Brazilian authorities issued an arrest warrant on Friday for a famous spirit medium accused of sexually abusing hundreds of female patients.
The whereabouts of Joao Teixeira de Faria, 76, commonly known as ’John of God’, are currently unclear. In an appearance at his clinic on the outskirts of Brasilia earlier this week Faria denied the allegations against him.
By Friday evening public prosecutors in the Brazilian state of Goias had received 335 complaints since the first accusations against Faria became public last weekend. Women, teenagers and even children — including his own daughter — are among the medium’s alleged victims. The charges represent the first time a well-known male public figure has faced investigation in Brazil for accusations of sexual abuse since the start of the #MeToo era. Former patients from across Brazil as well as the U.S., Germany and Australia have contacted the authorities.
“This case of John of God is really emblematic because he’s someone who is known internationally,” said Carolina Vicentin, one of the co-founders of the Brazilian feminist magazine AzMina. “But this type of thing is not unusual. The problem is that women are deterred from making accusations.”

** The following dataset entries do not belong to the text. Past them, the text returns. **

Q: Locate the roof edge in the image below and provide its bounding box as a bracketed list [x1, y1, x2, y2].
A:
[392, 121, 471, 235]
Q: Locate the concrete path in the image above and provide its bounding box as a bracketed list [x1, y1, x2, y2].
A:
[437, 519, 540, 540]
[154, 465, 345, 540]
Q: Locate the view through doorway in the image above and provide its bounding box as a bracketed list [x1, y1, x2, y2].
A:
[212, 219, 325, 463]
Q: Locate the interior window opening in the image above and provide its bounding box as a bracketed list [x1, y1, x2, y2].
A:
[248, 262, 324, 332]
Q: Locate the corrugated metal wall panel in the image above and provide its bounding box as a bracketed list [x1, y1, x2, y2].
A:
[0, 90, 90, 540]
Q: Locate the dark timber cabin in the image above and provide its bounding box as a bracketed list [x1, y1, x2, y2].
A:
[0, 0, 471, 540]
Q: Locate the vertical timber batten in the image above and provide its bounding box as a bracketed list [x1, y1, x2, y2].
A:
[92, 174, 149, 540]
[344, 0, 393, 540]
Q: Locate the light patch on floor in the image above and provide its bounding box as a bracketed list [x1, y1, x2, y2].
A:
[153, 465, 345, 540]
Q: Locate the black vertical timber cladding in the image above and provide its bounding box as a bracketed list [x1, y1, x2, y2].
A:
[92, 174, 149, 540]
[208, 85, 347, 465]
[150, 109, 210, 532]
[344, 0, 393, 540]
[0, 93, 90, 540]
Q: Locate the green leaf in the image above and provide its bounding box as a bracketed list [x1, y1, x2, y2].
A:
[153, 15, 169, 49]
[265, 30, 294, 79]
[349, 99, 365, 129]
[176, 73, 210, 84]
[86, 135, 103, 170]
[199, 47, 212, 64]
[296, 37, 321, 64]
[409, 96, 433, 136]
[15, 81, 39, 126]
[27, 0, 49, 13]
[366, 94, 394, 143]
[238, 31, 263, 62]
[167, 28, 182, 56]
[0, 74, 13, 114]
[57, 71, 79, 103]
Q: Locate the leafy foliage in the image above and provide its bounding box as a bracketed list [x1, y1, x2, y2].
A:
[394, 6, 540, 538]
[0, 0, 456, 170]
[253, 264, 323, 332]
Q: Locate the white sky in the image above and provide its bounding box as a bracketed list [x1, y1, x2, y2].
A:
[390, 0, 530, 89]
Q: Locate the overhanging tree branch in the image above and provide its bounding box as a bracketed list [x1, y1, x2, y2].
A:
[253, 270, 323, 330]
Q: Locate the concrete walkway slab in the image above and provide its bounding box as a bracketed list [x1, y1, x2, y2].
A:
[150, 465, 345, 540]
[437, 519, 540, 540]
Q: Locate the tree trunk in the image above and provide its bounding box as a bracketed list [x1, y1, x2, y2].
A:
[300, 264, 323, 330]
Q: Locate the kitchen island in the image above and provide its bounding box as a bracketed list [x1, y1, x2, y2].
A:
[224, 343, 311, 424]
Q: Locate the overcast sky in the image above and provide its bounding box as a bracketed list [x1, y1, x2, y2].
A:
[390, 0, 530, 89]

With over 60,000 rapes reported in the country in 2017, Brazil remains a deeply macho country where violence against women is commonplace. Surveys by polling company Datafolha show that one in every three Brazilian women suffered some kind of aggression in 2017, while 42 percent had experienced sexual harassment.

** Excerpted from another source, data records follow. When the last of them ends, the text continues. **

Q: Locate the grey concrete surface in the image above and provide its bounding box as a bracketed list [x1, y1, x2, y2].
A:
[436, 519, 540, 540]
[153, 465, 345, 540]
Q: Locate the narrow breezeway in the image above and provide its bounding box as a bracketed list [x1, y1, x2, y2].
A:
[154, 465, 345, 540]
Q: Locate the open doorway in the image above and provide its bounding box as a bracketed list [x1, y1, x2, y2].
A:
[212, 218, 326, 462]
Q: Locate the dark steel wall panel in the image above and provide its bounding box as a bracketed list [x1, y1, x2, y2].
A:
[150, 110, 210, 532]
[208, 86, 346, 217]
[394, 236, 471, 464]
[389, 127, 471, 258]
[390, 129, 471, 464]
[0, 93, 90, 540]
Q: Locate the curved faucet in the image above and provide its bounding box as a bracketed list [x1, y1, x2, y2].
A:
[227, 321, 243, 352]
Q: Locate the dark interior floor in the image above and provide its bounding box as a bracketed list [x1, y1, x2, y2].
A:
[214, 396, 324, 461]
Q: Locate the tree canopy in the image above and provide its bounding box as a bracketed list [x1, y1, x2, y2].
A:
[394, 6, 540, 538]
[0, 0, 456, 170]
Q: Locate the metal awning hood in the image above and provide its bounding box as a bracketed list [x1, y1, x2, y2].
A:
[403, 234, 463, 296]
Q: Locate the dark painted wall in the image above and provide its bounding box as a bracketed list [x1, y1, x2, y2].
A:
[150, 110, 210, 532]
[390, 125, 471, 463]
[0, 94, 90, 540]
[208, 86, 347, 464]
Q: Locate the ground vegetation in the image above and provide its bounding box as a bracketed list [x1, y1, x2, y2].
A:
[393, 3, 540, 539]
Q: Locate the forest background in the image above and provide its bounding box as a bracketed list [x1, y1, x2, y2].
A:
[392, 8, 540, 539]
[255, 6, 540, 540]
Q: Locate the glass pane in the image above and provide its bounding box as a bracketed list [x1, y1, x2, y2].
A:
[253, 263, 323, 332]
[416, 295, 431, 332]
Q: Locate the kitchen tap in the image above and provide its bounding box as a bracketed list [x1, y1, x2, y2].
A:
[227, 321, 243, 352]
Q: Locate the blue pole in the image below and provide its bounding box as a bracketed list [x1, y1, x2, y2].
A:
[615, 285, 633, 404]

In a 2014 poll, 26 percent of Brazilians agreed partially or totally with the statement “women who wear clothes that show off their bodies deserve to be attacked,” according to the Institute of Applied Economics (Ipea).

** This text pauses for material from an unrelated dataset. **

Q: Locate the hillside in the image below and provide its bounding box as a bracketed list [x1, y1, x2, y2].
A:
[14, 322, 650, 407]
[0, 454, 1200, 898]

Meanwhile, women make up just 15 percent of lower house lawmakers. President Michel Temer did not appoint a single woman to his first cabinet in May 2016. President-elect Jair Bolsonaro has appointed just two women to the twenty-two ministerial posts in his incoming administration.
Consulted by Brazilian presidents and lauded by international celebrities, including Oprah Winfrey, Faria established himself as the country’s pre-eminent healer, offering surgery to the sick guided only by spirits. The medium visited Temer in hospital last year, while former president Luiz Inacio Lula da Silva sought his assistance during his treatment for cancer.
Thousands travel to Faria’s clinic in the center-west town of Abadiania for treatment every week, and its economy is almost entirely based on tourism. Calls to the clinic for comment went unanswered.